CFPB Issues Final Arbitration Rules; Rejects Pleas for CU Exemption

CFPB Issues Final Arbitration Rules; Rejects Pleas for CU Exemption
July 10, 2017 Marketing GrafWebCUSO

The CFPB on Monday released final rules that will restrict the use of arbitration clauses in financial contracts—specifically rejecting the argument made by credit unions that they should be exempt from the regulations.

“While credit unions may be nonprofit, member-owned entities that may have fewer incentives to engage in problematic practices with their members, it is not true that credit unions have never violated the law and have never faced cases in response to their past violations of the law,” the CFPB said in its explanation of the rule.

Arbitration agreements make it virtually impossible for consumers to join together to file suit and seek damages from financial institutions, CFPB Director Richard Cordray said, in a conference call with journalists.

“Including these clauses in contracts allows companies to sidestep the judicial system, avoid big refunds, and continue to pursue profitable practices that may violate the law and harm large numbers of consumers,” he said.

“Few consumers are aware of these clauses and even fewer know how they work,” Cordray said.

Under the rule, companies still will be able to include arbitration clauses in their contracts, but they may not use those clauses to stop consumers from being part of a class action lawsuit. The rule specifies the language that must be used in the contract.

The rule also requires companies to submit to the CFPB detailed information about claims and awards made in arbitration. That data eventually will be made public, with consumer names and identifying data removed.

The rule applies to any new financial contracts entered into 241 days after the regulations are published in the Federal Register.

The rule is likely to create a firestorm on Capitol Hill, where House Republicans have included in pending legislation language that would specifically prohibit the CFPB from issuing the regulations.

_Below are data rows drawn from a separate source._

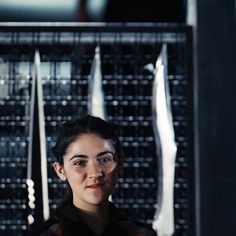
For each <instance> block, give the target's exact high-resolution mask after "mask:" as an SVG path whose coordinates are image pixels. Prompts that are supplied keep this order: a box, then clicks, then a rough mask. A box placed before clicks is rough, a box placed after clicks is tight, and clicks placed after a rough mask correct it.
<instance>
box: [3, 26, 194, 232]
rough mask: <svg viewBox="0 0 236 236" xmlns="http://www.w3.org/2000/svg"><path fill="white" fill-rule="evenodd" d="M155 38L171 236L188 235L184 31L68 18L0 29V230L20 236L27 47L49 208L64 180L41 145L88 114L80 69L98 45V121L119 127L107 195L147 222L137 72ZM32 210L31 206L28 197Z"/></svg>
mask: <svg viewBox="0 0 236 236" xmlns="http://www.w3.org/2000/svg"><path fill="white" fill-rule="evenodd" d="M163 43H165V44H166V45H167V50H168V72H169V74H168V78H169V83H170V93H171V105H172V111H173V119H174V128H175V132H176V143H177V146H178V153H177V160H176V177H175V190H174V191H175V234H174V235H176V236H177V235H194V232H195V231H194V227H193V224H192V223H191V222H193V219H194V217H193V202H194V189H193V186H194V179H193V139H192V130H193V125H192V122H193V114H192V108H193V101H192V51H191V44H192V38H191V28H190V27H187V26H183V25H153V24H144V25H142V24H141V25H137V24H108V25H107V24H77V23H76V24H72V23H71V24H66V23H64V24H46V23H42V24H37V25H36V24H30V23H28V24H2V25H0V59H1V63H0V66H1V65H2V66H5V72H6V73H5V74H2V73H0V74H1V76H0V88H2V89H3V88H7V92H6V94H4V95H0V110H1V114H0V132H1V140H0V145H1V151H0V172H1V175H2V176H1V177H2V178H1V180H0V188H1V193H0V211H1V219H0V232H1V235H22V234H23V233H24V232H25V230H26V229H27V191H26V185H25V178H26V156H27V148H28V141H29V140H28V138H27V137H28V129H29V108H30V107H29V106H30V103H29V101H30V86H31V78H32V74H33V56H34V51H35V49H38V50H39V52H40V56H41V76H42V81H43V91H44V112H45V125H46V140H47V157H48V177H49V180H48V184H49V205H50V211H51V213H53V211H54V210H55V207H56V205H57V203H58V202H59V201H60V199H61V197H62V195H63V193H64V188H65V186H64V185H63V184H62V183H61V182H60V181H59V180H58V179H57V177H56V175H55V173H54V172H53V170H52V167H51V166H52V162H53V161H54V158H53V157H52V154H51V152H50V148H51V147H52V146H53V145H54V143H55V136H56V133H57V129H58V125H59V124H60V123H61V122H62V121H65V120H70V119H71V118H73V117H75V116H77V115H80V114H84V113H86V112H87V101H88V94H87V89H88V74H89V70H90V66H91V62H92V60H93V55H94V49H95V47H96V46H97V45H99V46H100V51H101V62H102V74H103V89H104V94H105V104H106V110H107V119H108V120H111V121H114V122H116V123H117V124H118V125H119V126H120V134H121V138H122V141H123V146H124V149H125V154H126V161H125V165H124V175H122V176H121V177H120V179H119V182H118V186H117V190H116V192H115V193H114V196H113V201H114V202H115V203H116V204H117V205H119V206H120V207H121V208H122V209H124V211H126V212H127V213H129V214H130V215H132V216H133V217H135V218H138V219H140V220H143V221H145V222H147V223H150V224H151V223H152V221H153V216H154V212H155V208H156V207H158V206H156V192H157V188H158V186H157V174H158V173H157V161H156V150H155V141H154V137H153V130H152V125H151V123H152V116H151V93H152V82H153V74H151V73H149V72H147V71H145V70H144V66H145V65H146V64H148V63H153V64H154V63H155V61H156V59H157V56H158V54H159V52H160V48H161V46H162V44H163ZM0 69H1V67H0ZM4 86H5V87H4ZM4 91H5V90H4ZM36 191H39V190H36ZM36 207H40V206H37V202H36ZM16 214H17V217H16V218H15V217H14V218H13V217H12V216H15V215H16ZM16 219H17V220H16Z"/></svg>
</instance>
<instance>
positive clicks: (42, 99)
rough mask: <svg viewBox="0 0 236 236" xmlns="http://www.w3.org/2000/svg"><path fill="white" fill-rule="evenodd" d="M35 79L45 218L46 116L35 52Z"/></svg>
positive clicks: (47, 191)
mask: <svg viewBox="0 0 236 236" xmlns="http://www.w3.org/2000/svg"><path fill="white" fill-rule="evenodd" d="M34 63H35V79H36V83H37V94H38V113H39V117H38V119H39V141H40V154H41V180H42V199H43V218H44V220H47V219H48V218H49V201H48V174H47V151H46V134H45V117H44V107H43V85H42V78H41V75H40V55H39V52H38V51H36V52H35V62H34Z"/></svg>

The House has passed Financial Services Chairman Jeb Hensarling’s (R-Texas) Financial CHOICE Act, which will curtail many of the CFPB’s powers and specifically prohibit it from issuing the arbitration rules.

House Republicans have included similar provisions in their version of the FY2018 Financial Services Appropriations bill.

Cordray acknowledged that opposition.

“I am, of course, aware of those parties who have indicated they will seek to have the Congress nullify this new rule,” he told reporters. “That is a process that I expect will be considered and determined on the merits. My obligation as the director of the consumer bureau is to act for the protection of consumers and in the public interest. In deciding to issue this rule, that is what I believe I have done.”

Credit union officials have argued that they should be exempt from the rules since they are member-owned. They said members would essentially be suing themselves if they file suit.

The CFPB rejected that argument.

“The CFPB already has rejected the idea that credit unions should be exempt from the agency’s regulations,” the agency said in an explanation of the rule.

Credit union groups also asserted that many credit unions do not use arbitration clauses in their contracts. The CFPB said that means the rule will have little impact on credit unions.

“With respect to credit unions, the Bureau does not believe that member ownership is a sufficient compliance incentive to replace a right to enforce the relevant laws on a class basis,” the bureau said in explaining the rules.

Credit union members may be unaware about membership accountability mechanisms and are unlikely to mount a campaign among members to hold the financial institution accountable.

And the CFPB rejected a call for credit unions to be exempt from the reporting requirements.